Interestingly, executive education rankings by various publications produce results which seem all over the map. In fact, the results within each one of these publications may very wildly from year to year. My general news Bible happens to be the Financial Times (FT). FYI, in 2011 Harvard was #4, IMD #5, Columbia #17, Stanford #32, UCLA #36, and my alma mater MIT Sloan, #54!
This seems like such BS.
For example, last year MIT ranked 33. Did it really drop 21 places in a single year? (In other words 19 universities displaced it in a single year! And Boston U. School of Management, ranked number eight, beat out MIT Sloan by 46 places?
Whoops – the data which I provided above, is sub-labeled “the top 65 customized program providers. Several pages later is another chart with a sub label: ”the top 65 open–enrollment program providers”! It always pays to read carefully…. MIT came out number 12 in this ranking. In other words it scored reasonably well in its open–enrollment program, and poorly in its customized programs.
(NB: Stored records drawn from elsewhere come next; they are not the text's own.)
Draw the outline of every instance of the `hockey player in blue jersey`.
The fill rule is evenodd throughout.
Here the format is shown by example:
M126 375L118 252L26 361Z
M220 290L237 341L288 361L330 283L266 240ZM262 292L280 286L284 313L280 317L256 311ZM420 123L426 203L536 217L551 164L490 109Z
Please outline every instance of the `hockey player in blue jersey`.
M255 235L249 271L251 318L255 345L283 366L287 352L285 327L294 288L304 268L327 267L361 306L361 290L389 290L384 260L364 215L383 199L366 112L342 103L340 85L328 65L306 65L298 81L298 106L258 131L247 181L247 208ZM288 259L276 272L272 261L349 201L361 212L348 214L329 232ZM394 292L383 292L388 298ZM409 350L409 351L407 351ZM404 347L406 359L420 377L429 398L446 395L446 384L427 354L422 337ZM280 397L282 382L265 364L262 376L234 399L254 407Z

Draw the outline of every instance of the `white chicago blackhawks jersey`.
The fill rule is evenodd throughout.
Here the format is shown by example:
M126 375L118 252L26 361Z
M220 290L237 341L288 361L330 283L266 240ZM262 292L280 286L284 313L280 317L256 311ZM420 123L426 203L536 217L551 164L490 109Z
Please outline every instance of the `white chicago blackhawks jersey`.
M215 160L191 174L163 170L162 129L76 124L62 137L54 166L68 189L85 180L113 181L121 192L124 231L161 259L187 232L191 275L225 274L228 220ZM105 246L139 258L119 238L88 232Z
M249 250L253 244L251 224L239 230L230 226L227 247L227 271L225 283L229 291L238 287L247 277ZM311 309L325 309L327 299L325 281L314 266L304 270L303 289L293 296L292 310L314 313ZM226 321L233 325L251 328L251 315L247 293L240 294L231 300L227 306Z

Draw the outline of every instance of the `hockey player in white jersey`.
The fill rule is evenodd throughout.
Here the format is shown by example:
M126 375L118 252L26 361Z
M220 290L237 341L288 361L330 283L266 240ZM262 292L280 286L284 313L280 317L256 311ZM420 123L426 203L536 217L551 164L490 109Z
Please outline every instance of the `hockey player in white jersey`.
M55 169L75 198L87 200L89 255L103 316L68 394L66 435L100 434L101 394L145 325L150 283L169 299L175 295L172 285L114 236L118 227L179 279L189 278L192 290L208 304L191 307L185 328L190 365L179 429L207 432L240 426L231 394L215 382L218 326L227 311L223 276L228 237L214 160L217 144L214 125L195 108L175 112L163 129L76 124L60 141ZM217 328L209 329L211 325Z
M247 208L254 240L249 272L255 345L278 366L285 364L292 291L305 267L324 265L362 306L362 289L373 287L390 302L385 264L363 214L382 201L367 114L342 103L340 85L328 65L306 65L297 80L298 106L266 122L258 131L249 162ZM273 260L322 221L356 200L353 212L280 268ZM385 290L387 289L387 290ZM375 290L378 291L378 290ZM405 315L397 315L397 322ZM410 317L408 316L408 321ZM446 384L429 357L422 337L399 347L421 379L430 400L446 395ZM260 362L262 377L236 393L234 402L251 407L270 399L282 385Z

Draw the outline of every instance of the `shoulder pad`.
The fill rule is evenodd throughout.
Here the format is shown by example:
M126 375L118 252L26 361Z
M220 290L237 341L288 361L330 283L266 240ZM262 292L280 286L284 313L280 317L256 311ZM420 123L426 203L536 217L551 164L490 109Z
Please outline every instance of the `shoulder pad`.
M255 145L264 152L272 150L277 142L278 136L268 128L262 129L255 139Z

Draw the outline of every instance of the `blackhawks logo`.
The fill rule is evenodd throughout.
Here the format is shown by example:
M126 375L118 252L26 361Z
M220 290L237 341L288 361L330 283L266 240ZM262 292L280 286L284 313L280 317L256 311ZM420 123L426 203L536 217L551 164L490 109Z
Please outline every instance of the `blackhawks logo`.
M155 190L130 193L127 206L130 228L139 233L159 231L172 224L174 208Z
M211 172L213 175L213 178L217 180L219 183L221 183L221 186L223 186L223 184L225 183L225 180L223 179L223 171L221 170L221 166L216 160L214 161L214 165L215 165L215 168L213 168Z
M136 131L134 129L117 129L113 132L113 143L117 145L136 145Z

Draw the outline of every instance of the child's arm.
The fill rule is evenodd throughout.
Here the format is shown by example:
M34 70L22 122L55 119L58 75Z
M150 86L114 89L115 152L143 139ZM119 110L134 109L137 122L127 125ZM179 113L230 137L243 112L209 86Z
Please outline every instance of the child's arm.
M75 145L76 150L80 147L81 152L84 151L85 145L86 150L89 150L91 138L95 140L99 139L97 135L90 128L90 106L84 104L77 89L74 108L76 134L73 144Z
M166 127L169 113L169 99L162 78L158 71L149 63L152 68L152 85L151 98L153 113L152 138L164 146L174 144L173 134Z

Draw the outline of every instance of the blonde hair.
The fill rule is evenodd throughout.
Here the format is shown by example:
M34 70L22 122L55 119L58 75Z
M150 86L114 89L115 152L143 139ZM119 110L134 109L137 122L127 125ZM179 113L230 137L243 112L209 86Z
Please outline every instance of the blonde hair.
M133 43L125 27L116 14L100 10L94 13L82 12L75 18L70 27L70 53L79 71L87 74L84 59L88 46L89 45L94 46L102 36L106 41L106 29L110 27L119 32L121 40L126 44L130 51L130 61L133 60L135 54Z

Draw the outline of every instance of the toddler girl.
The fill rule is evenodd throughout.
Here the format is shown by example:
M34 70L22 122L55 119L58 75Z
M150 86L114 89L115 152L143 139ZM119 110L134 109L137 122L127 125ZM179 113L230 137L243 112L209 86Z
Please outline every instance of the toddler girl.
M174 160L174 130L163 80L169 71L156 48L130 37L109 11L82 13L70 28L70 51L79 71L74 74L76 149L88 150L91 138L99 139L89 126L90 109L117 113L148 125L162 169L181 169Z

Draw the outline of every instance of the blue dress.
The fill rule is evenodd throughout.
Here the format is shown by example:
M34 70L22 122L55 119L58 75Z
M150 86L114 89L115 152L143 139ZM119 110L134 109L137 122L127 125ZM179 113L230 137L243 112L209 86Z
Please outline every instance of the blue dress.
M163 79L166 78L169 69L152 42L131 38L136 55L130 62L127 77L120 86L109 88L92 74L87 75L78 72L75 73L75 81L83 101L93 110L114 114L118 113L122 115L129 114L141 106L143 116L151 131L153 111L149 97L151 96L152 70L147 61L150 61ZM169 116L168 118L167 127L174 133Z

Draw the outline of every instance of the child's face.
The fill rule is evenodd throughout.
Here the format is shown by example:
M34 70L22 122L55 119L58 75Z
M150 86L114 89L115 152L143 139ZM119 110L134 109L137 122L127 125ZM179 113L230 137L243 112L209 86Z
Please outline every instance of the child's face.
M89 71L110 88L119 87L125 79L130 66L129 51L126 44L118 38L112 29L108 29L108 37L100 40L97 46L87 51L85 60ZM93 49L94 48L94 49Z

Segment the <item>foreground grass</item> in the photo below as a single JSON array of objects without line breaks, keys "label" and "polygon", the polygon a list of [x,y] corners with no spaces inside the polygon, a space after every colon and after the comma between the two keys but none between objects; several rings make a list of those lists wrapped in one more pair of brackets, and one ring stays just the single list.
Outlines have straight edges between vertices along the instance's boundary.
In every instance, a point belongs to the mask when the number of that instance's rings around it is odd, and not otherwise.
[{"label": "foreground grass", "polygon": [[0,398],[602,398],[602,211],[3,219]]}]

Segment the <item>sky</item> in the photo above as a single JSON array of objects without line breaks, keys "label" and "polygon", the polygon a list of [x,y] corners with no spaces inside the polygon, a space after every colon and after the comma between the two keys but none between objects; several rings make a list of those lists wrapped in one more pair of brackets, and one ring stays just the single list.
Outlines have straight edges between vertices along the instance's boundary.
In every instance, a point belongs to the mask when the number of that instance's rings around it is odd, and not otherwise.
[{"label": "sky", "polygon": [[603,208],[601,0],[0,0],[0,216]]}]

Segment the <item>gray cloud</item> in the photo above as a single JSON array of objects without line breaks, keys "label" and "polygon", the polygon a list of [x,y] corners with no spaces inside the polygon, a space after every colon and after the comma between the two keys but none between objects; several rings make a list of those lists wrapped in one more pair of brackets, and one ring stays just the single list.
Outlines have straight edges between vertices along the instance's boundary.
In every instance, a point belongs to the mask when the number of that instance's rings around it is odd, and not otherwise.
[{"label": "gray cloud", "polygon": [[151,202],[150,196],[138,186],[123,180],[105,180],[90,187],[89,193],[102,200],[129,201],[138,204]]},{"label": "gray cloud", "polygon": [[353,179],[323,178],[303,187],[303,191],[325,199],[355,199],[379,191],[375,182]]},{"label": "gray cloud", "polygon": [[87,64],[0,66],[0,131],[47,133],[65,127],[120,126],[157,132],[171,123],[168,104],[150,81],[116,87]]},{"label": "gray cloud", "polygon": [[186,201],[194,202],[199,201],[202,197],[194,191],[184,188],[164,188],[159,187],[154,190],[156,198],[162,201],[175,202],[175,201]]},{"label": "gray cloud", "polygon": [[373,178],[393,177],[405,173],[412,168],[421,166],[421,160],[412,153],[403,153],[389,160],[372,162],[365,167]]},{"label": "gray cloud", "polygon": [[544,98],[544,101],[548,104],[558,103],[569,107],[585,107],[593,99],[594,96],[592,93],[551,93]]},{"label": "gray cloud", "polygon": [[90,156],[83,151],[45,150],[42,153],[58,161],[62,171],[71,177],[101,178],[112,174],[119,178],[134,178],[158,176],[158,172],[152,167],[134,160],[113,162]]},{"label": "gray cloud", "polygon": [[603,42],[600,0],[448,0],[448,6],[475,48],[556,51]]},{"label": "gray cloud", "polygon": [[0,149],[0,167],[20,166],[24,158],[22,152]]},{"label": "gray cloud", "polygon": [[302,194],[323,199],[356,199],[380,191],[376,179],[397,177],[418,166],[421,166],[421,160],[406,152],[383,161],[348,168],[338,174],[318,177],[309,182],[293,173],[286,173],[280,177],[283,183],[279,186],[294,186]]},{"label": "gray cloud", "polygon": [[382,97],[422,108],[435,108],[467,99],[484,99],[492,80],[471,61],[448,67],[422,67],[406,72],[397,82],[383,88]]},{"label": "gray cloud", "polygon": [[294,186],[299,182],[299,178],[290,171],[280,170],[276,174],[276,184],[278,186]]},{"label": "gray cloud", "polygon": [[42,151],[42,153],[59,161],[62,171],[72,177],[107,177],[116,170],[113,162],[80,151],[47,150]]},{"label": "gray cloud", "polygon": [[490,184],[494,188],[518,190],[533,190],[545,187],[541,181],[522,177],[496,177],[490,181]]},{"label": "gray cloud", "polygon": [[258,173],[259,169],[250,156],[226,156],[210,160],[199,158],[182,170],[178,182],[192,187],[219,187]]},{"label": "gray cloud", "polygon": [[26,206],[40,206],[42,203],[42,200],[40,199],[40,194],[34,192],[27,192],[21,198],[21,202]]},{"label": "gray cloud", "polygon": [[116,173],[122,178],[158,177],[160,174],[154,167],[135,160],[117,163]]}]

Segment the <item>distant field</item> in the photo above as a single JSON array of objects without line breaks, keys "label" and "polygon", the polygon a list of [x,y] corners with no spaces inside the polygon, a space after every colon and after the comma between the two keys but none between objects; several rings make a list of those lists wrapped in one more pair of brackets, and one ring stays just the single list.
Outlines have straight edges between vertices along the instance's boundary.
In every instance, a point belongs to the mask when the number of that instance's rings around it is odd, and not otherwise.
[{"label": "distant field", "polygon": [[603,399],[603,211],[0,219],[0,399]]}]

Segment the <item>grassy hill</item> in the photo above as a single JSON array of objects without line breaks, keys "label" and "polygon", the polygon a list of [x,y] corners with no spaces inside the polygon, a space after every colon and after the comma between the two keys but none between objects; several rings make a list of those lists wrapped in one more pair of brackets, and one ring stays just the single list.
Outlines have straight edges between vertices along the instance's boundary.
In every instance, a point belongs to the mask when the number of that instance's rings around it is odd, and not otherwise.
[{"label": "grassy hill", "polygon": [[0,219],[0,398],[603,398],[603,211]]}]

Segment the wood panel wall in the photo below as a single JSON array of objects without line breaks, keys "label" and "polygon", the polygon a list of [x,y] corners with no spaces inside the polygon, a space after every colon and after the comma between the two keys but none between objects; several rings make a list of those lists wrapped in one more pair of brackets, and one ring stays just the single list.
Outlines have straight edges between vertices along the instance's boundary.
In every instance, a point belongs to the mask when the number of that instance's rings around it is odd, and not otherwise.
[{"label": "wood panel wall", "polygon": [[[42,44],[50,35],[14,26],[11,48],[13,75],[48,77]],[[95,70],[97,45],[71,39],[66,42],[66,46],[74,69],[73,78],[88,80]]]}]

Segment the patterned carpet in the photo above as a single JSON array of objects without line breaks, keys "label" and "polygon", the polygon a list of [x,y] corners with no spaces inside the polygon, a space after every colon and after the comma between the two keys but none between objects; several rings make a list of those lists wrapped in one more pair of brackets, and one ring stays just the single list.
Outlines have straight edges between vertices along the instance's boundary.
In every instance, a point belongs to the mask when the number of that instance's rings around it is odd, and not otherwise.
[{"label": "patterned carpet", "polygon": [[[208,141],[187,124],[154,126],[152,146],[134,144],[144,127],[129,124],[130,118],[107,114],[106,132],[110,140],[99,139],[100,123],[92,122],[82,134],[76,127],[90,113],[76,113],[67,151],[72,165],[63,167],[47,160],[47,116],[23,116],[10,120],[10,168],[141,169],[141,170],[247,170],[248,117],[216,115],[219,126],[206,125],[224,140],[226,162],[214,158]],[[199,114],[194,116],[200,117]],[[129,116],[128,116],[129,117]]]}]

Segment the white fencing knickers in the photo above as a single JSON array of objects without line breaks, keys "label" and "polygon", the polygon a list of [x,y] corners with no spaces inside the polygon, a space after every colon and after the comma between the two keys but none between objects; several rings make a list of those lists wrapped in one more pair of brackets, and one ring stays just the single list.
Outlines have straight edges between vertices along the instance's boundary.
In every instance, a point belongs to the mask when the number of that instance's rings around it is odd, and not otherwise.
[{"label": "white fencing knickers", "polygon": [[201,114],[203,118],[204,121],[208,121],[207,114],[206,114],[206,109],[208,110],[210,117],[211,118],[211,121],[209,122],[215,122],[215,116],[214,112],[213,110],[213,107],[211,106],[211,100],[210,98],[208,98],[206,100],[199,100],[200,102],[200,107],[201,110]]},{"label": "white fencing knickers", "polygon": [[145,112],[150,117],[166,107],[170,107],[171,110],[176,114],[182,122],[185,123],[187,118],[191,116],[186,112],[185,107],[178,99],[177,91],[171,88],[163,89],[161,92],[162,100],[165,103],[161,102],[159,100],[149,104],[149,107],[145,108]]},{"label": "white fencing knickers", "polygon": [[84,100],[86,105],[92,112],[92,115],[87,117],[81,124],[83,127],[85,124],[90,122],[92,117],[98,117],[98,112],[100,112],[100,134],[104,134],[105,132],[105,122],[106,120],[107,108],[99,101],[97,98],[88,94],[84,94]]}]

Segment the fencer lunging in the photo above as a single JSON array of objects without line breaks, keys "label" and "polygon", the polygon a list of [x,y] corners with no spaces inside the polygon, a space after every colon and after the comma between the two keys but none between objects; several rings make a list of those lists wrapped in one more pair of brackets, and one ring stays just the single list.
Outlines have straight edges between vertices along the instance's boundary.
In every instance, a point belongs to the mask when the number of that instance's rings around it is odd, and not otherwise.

For the readers’ benefit, the open–enrollment rankings were based upon participants’ (student?) feedback re 10 variables: preparation, course design, teaching materials, faculty, quality of participants, new skills and learning, follow–up, aims achieved, food and accommodation, and facilities. Variables used for evaluating customized programs, were based upon inputs from both participants, and from other business schools which provided raw data on numbers of international clients, international participants, overseas programs, partner schools, and faculty diversity.
Nowhere was the weighting of different parameters disclosed. Readers must love to read rankings, regardless of the inevitable and often egregious inaccuracies.